While banks receive many benefits from using digital channels to serve borrowers, they also face vulnerabilities and risks such as fraudulent applications and data privacy concerns. In addition, digital lending might require a bank to collaborate with numerous third-party fintechs, exposing both borrowers and the institution to new and heightened levels of risk.

Banks need more cost-effective processes and decision models to address qualification ratios associated with online lending. These models should employ analytics and automation that can decline, decision, and refer applications appropriately to maintain an institution’s profitability, mitigate risk and not overwhelm lenders.

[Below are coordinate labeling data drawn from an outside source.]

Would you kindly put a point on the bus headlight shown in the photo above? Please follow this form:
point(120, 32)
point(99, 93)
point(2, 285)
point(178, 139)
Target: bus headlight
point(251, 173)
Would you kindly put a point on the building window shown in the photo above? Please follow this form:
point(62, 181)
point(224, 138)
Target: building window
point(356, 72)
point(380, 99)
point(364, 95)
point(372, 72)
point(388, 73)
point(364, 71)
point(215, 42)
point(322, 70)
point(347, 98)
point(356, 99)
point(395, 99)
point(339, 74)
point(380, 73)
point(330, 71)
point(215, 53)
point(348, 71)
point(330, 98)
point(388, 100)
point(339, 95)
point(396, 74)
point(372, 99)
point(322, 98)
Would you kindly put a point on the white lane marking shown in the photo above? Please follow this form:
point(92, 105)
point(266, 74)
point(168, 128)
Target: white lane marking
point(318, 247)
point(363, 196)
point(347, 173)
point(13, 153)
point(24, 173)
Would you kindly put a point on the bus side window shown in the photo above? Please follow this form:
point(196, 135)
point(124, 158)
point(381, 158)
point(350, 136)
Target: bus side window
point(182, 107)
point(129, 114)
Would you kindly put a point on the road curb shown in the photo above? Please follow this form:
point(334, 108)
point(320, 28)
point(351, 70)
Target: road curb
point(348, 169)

Mitigating Credit Risk and Increasing Productivity
Technology simplifies the loan origination process for banks and customers by guiding customers through each step in the process. Technology and automation can eliminate errors and the need to rekey data, which streamlines operations and enables staff to focus on additional revenue-generating opportunities.

Institutions that would prefer to slowly test automated decisioning can start with automated decisioning for denials for applications that fall outside of loan policy. An instant denial allows loan teams to focus on profitable and better-qualified candidates. Decisioning analytics evaluate areas such as credit quality, borrower stability and collateral risk. A decision and rules engine applies industry standards, institution-specific rules and policies and custom attributes, such as credit report analysis, for automated decision support during the loan origination process.

Automated solutions can provide speedy decisions while meeting compliance standards. This can help boost employee productivity; the consolidated customer information and loan details provides a 360-degree view of the overall financial relationship and deal structure. Bank associates can manage and expand relationships and target product recommendations based on customer needs.

An Omnichannel Environment for Lending
The technology and analytics of an omnichannel environment gives banks a competitive advantage when it comes to loan origination. Applicants can shop and compare loan options, submit loan applications and receive real-time automated decisioning and status updates.

An omnichannel ecosystem provides seamless start, save and resume cross-channel application processing: customers can begin the research and application process on a mobile device, continue the application and upload documents on an alternate digital device, and engage live assistance from contact center or branch lending specialists without losing their progress. The technology can guide customers and staff members through each phase, improving customer engagement by triggering staff actions and automating workflows. Digital capabilities intertwined with human engagement increases staff productivity and efficiency through analytics and workflow.

The omnichannel approach balances technology and human resource allocation based on customer need and complexity. Technology automates business criteria to issue decisions in real time or have the loans manually reviewed by underwriters, if warranted. Applying decisioning analytics allows banks to strengthen governance, risk and compliance by establishing proof of process. An omnichannel delivery environment that drives the application and origination process gives banks a way to provide a seamless lending experience that meets customers’ needs.